Tive um colega nos 1º e 2º anos (atualmente 5º e 6º) de quem era amigo, o Ricardo Taborda. Passámos a dar-nos bastante quando ambos entrámos para o Hóquei Patins, no Parede Futebol Clube, que era ali ao pé da praia da Parede. Nessa altura ele ia ter comigo a minha casa, que não era longe do ringue, e até chegámos a andar de patins no meio da minha rua, que tinha sido alcatroada há pouco tempo. Ainda preservo desse tempo uma caricatura que fiz dele com o equipamento do PFC, como as que havia dos futebolistas.
Entretanto, os horários mudaram e ambos saímos do hóquei, mas continuámos a encontrar-nos na escola. Uma escola em Sassoeiros, que lecionava desde a pré-primária até ao 2º ano, chamada Externato Zambeze. Quando concluímos esse ano fomos para escolas diferentes e nunca mais nos encontrámos.
Quase trinta anos mais tarde, numa das minhas esporádicas deslocações em trabalho à minha querida cidade de Tete, em Moçambique, quando cheguei à obra, cumprimentei os meus colegas residentes e um outro homem que lá se encontrava, dono de uma empresa que também lá estava a trabalhar, mas que nem me passou pela cabeça que fosse o Ricardo. Nem eu passei pela sua. Quando nos vimos pela última vez tínhamos apenas doze anos, mas agora éramos homens feitos. Porém, vim a perceber que era ele assim que ouvi um colega meu, ao telefone, pronunciar o seu apelido Taborda. Nesse instante fez-se-me luz, pois os traços que permaneceram no meu subconsciente logo me revelaram que era o Ricardo aquele homem. Vim isto a confirmar quando indaguei, junto de um meu colega, o seu primeiro nome.

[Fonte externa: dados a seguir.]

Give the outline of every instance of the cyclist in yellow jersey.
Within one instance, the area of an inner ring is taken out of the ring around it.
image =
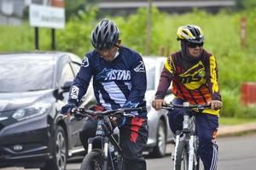
[[[194,25],[180,26],[177,31],[181,50],[169,55],[161,72],[160,83],[152,102],[155,110],[165,104],[164,98],[172,83],[174,104],[210,105],[211,110],[195,116],[195,130],[199,138],[199,154],[206,170],[217,169],[218,145],[216,133],[218,112],[223,104],[218,85],[216,58],[203,48],[202,30]],[[173,133],[182,129],[183,115],[178,110],[169,114]]]

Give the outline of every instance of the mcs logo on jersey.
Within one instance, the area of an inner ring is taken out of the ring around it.
[[[125,70],[104,69],[96,75],[96,80],[131,80],[131,71]]]

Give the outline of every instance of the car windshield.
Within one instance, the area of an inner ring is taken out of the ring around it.
[[[38,56],[0,57],[0,92],[29,92],[52,88],[54,60]]]

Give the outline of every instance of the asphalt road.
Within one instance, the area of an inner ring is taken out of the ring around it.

Desde esse momento fiquei ansioso por encontrá-lo para confrontarmos as nossas memórias. Demorou algum tempo para que isso acontecesse. Penso que só no dia seguinte, até porque ele não estava permanentemente em obra. Acabei por vê-lo, já de noite, sobre a ponte que estávamos a reparar e dirigi-me a ele tratando-o pelo primeiro nome e perguntando-lhe se estava a ver quem eu era. Não foi preciso quase tempo nenhum para que ele exclamasse: Nuno! Este reencontro nada teria de extraordinário não fosse o facto de ocorrer precisamente a meio da ponte Samora Machel, mesmo por cima das águas do rio Zambeze!
Quem havia de dizer, no início dos anos oitenta, quando me despedi do Ricardo no Externato Zambeze, que só havia de o voltar a ver dali a trinta anos, a 8000 km de distância e sobre o rio que batizou a nossa escola?